You can now see all of the processes running in this space. For example:

/ # ps aux
PID   USER     TIME  COMMAND
    1 root      5:36 /usr/bin/mimir -flags
   31 root      0:00 /bin/bash
   36 root      0:00 ps aux

PID 1 is the process that is executed in the target container. You can now use tools within your debug image to interact with the running process. However, note that your root path and important environment variables like $PATH will be different to that of the target container.

The root filesystem of the target container is available in /proc/1/root. For example, /data would be found at /proc/1/root/data, and binaries of the target container would be somewhere like /proc/1/root/usr/bin/mimir.

Copying files from a distroless container

Because distroless images do not have tar in them, it is not possible to copy files using kubectl cp.

To work around this, you can create a debug container attached to the pod (as per above) and then use kubectl cp against that.

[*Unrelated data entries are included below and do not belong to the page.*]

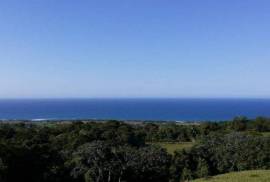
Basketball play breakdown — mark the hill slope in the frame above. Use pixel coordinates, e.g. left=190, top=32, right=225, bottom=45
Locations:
left=194, top=170, right=270, bottom=182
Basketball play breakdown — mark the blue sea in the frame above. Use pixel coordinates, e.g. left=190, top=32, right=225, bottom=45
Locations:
left=0, top=99, right=270, bottom=121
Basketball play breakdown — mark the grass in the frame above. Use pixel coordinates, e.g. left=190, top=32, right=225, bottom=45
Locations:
left=193, top=170, right=270, bottom=182
left=151, top=142, right=194, bottom=154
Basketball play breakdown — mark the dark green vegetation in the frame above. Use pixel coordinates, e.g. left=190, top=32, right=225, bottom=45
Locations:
left=0, top=117, right=270, bottom=182
left=194, top=170, right=270, bottom=182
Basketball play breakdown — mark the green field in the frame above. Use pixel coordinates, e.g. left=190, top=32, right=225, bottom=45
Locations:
left=151, top=142, right=194, bottom=154
left=193, top=170, right=270, bottom=182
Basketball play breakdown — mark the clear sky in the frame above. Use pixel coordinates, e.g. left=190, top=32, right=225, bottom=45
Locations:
left=0, top=0, right=270, bottom=98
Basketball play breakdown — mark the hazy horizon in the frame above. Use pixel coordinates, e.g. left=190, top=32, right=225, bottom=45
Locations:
left=0, top=0, right=270, bottom=98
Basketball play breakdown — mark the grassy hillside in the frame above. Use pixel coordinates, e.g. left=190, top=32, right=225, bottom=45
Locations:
left=194, top=170, right=270, bottom=182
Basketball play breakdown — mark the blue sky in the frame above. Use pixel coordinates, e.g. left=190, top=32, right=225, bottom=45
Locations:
left=0, top=0, right=270, bottom=98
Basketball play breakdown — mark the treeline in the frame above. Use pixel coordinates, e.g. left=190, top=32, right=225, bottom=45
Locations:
left=143, top=116, right=270, bottom=142
left=0, top=117, right=270, bottom=182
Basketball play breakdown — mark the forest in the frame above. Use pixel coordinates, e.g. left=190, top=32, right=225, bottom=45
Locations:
left=0, top=117, right=270, bottom=182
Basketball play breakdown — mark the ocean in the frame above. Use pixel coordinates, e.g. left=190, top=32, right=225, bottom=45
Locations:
left=0, top=98, right=270, bottom=121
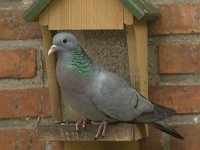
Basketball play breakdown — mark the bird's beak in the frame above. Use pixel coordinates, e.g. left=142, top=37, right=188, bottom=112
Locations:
left=48, top=45, right=57, bottom=56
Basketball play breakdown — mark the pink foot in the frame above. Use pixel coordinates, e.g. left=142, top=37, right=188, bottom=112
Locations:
left=76, top=119, right=91, bottom=131
left=94, top=121, right=108, bottom=139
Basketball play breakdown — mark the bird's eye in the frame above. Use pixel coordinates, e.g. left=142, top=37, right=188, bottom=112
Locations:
left=63, top=39, right=67, bottom=44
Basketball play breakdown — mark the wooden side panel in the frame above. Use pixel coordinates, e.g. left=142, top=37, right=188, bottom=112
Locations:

The debug container cannot have terminated in order for us to be able to use it. This means if you run a debug container to get a shell, you need to keep the shell open in order to do the following.

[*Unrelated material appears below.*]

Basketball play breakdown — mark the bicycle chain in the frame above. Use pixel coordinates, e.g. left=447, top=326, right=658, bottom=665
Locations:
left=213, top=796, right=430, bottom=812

For example, after having created a debug container called mimir-debug-container for the compactor-0 pod, run the following to copy /etc/hostname from the compactor pod to ./hostname on your local machine:

bash
kubectl --namespace mimir cp compactor-0:/proc/1/root/etc/hostname -c mimir-debug-container ./hostname
  • -c is the debug container to execute in.

Note, however, that there is a limitation with kubectl cp wherein it cannot follow symlinks. To get around this, we can similarly use exec to create a tar.

For example, you can create a tar of the path you are interested in, and then extract it locally:

bash
kubectl --namespace mimir exec compactor-0 -c mimir-debug-container -- tar cf - "/proc/1/root/etc/cortex" | tar xf -

Cleanup and Limitations

One downside of using ephemeral containers (which is what kubectl debug is a wrapper around), is that they cannot be changed after they have been added to a pod. This includes not being able to delete them. If the process in the debug container has finished (for example, the shell has exited), the container will remain in the Terminated state. This is harmless and will remain there until the pod is deleted (eg. due to a rollout).

Log lines

Log line containing ‘sample with repeated timestamp but different value’

This means a sample with the same timestamp as the latest one was received with a different value. The number of occurrences is recorded in the cortex_discarded_samples_total metric with the label reason="new-value-for-timestamp".

Possible reasons for this are:

  • Incorrect relabelling rules can cause a label to be dropped from a series so that multiple series have the same labels. If these series were collected from the same target they will have the same timestamp.
  • The exporter being scraped sets the same timestamp on every scrape. Note that exporters should generally not set timestamps.